CHEMIN DE SAINTETÉ

adveniat regnum tuum

LA MONTÉE DU CARMEL
 

LIVRE DEUXIÈME

CHAPITRES  23 - 24

CHAPITRE XXIII  
 
 

OÙ L'ON TRAITE DES RÉVÉLATIONS. ON DIT CE QU'ELLES SONT ET ON EXPOSE UNE DISTIN-CTION.  
 
 

 L'ordre que nous suivons nous amène à parler maintenant de la seconde sorte de connaissances spirituelles que nous avons appelées déjà révélations, et dont quelques-unes appartiennent proprement à l'esprit de prophétie.

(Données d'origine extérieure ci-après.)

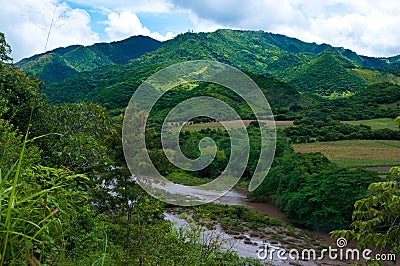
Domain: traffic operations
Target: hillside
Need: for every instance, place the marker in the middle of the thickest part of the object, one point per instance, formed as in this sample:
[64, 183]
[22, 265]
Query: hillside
[61, 63]
[310, 68]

 Et tout d'abord il faut savoir que la révélation n'est pas autre chose que la découverte de quelque vérité cachée, ou la manifestation de quelque secret ou mystère. Ainsi par exemple, Dieu fait comprendre à l'âme une chose; il lui manifeste une vérité; il lui découvre certaines de ses oeuvres passées, présentes ou futures.

 Cela posé, nous pouvons dire qu'il y a deux sortes de révélations. Les unes consistent dans la manifestation de certaines vérités à l'entendement; et on les appelle proprement des connaissances ou des vues intellectuelles; les autres consistent dans la manifestation de secrets, et celles-ci s'appellent proprement, et à plus juste titre que les autres, des révélations; les premières, en effet, ne peuvent pas, à rigoureusement parler, s'appeler des révélations, parce qu'elles consistent dans la connaissance de la vérité dépouillée de tous ses accidents, que Dieu donne à l'âme sur les choses temporelles ou spirituelles d'une manière claire et manifeste. J'ai voulu en traiter sous le nom de révélation, d'abord parce qu'il a beaucoup de rapprochement et de rapport avec elles et ensuite pour ne point multiplier les divisions. Cela dit, nous pouvons fort bien distinguer maintenant les révélations en deux genres de connaissances; nous les appelleront les unes connaissances intellectuelles, et les autres manifestations des secrets et des mystères de Dieu. Nous en parlerons en deux chapitres le plus brièvement possible; et nous commencerons par les connaissances intellectuelles.  
 
 

CHAPITRE XXIV  
 
 

OÙ L'ON PARLE DES CONNAISSANCES DES VÉRITÉS PERÇUES EN ELLES-MÊMES PAR L'ENTEN-DEMENT. ON DIT QU'ELLES SONT DE DEUX SORTES ET ON EXPLIQUE LA CONDUITE DE L'ÂME À LEUR ÉGARD.  
 
 

 Pour parler convenablement de cette connaissance des vérités en elles-mêmes qui est perçue par l'entendement, il faut que Dieu me prenne la main et dirige ma plume. Vous saurez, en effet, cher lecteur, que toute parole est impuissante à dire ce qu'elles sont en elles-mêmes par rapport à l'âme. D'ailleurs mon intention n'est pas d'en parler ici d'une manière explicite. Mon but est seulement de montrer comment l'âme doit s'ingénier pour s'en servir et tendre à l'union divine. Qu'on me permette donc d'en parler brièvement et de dire en peu de mots ce qui utile à mon but.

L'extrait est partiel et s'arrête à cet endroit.